Now, we have seen that, when defining the regressor in term of the $\alpha$ coefficients, the regressor is a linear combination of the inner product between the argument $\mathbf{x}$ and the feature vector of the dataset $\mathbf{x}^j$. 

This form leave open interesting possibilities. Instead of the inner product $\langle x, x^j \rangle$ in the Euclidean space $\mathbb{R}^d$, we could transform our elements in some different representation $\phi(\mathbf{x})$, with $\phi$ being a mapping from $\mathbb{R}^d$ to some Hilbert space $\mathcal{H}$ and named _feature map_, and substitute the Euclidean inner product with
$$ \langle \phi(x), \phi(x^j) \rangle_\mathcal{H}.$$
If we decide to use $\phi(x)$ instead of $\mathbf{x}$ in the ridge classifier, the regressor will not be linear (with respect to the feature space $\mathbb{R}^d$) anymore, allowing to capture more intricate relationship within the data. The function
$$\kappa(x, x') = \langle \phi(x), \phi(x') \rangle_\mathcal{H}.$$
is called a _kernel_, and a function in the form
$$\tilde{f}(x) = \sum_{j=1}^m \alpha_j \kappa(x, x^j)$$
is a _kernel machine_. 


### Comparison between primal and dual form of the kernel ridge regressor

Suppose we can efficiently compute the feature map $\phi : \mathbb{R}^d \to \mathcal{H}$. By mapping any feature vector $\mathbf{x}$ to its enhanced representation $\phi(\mathbf{x})$, we obtain a regressor in the following form:

$$\tilde{f}(\mathbf{x}) = \sum_{j = 1}^{\dim \mathcal{H}} w_j \phi_j(x)$$

with 

$$\tilde{w} = (\Phi(X)^\top \Phi(X) + \lambda I)^{-1} \Phi(X)^\top \mathbf{y}.$$

We can easily obtain the dual form from its primal by explicitly constructing the kernel function as the inner product of its transformed vectors. The regressor takes the form:

$$\tilde{f}(\mathbf{x}) = \sum_{j = 1}^{m} \alpha_j \langle \phi(x), \phi(x^j) \rangle$$

However, it's worth noting that we may have access to the kernel function $\kappa$ and can efficiently compute its values, even if we don't have access to the corresponding feature map. This is the case, for example, with the Gaussian kernel:

$$\kappa(x, x') = \exp(-c \lVert x - x' \rVert)$$

with $c > 0$. The corresponding feature map would map $x \in \mathbb{R}^d$ to a Gaussian function in the space $L_2(\mathbb{R}^d)$ with a mean value in $x$ and fixed variance. The situation for which we can compute efficiently $\kappa$ but not $\phi$ is named _kernel trick_. 

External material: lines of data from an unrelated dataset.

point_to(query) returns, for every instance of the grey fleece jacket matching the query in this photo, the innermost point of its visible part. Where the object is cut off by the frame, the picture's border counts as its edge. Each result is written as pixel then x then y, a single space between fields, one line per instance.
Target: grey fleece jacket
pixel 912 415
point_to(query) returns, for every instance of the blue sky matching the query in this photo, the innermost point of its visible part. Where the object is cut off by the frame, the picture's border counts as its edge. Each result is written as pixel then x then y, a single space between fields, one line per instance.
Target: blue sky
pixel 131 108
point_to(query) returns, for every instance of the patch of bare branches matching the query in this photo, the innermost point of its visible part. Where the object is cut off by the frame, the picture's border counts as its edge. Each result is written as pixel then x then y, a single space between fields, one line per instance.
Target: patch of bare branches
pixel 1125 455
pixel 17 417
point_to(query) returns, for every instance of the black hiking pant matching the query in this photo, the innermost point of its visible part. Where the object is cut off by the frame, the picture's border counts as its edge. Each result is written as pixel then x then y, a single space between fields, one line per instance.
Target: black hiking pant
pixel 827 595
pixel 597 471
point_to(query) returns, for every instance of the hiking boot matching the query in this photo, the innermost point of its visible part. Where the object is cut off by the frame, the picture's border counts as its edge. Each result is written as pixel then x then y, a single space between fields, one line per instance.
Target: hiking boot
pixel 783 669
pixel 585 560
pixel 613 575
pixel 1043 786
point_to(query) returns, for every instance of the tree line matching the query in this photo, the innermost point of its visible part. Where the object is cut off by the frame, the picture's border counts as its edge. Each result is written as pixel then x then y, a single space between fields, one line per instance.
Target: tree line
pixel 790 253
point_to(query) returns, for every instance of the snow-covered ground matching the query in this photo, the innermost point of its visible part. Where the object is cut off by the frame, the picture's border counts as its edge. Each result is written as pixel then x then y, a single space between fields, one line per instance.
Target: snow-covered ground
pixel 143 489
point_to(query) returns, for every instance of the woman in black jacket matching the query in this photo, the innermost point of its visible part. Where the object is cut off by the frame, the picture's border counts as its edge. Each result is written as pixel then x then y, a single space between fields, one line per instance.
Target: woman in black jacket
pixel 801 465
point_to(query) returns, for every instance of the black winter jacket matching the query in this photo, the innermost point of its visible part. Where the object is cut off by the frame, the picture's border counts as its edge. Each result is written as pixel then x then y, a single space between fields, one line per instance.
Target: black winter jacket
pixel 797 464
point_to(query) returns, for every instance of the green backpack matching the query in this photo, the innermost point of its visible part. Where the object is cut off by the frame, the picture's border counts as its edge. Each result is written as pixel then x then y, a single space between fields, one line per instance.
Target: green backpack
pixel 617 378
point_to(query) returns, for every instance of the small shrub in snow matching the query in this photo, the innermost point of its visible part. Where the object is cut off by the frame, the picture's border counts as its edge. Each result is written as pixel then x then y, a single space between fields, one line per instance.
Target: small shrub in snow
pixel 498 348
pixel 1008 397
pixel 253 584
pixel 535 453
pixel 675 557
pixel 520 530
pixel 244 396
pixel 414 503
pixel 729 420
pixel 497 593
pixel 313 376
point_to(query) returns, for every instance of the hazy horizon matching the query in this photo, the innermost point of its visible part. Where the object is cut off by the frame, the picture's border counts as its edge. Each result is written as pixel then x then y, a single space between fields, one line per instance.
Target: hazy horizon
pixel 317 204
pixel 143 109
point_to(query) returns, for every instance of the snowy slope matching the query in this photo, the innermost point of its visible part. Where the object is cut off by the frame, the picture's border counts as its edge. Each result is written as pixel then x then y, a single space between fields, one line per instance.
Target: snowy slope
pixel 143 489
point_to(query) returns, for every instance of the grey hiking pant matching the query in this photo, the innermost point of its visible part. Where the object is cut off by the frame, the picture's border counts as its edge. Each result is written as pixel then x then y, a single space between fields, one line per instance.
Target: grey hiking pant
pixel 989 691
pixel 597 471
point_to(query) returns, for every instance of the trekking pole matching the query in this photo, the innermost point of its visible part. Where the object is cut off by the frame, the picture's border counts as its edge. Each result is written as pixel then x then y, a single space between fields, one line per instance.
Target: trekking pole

Creating an exact primal form for a kernel machine that uses this kernel is challenging. However, we can try to construct a feature map $\bar{\phi}$ such that $\bar{\phi}$ is efficiently computable and $\langle \bar{\phi}(x), \bar{\phi}(x') \rangle \approx \kappa(x, x')$. Many techniques have been proposed to build such an approximation, one of them being the Random Fourier Feature \[rff08\]. In this case, the feature map is approximated with an arbitrary number of random projections. The more projections used, the better the approximation will be.

How can we choose whether to use the primal or dual form of the kernel regressor? Here are some guidelines:

- When the feature map is easy to compute, use the primal form.
- When the feature map is hard to compute, but the dataset size $m$ is too high, you can either approximate the kernel function and use the primal form or subsample the dataset and use the dual form.
- When the feature map is hard to compute, and the dataset size $m$ is modest, use the dual form.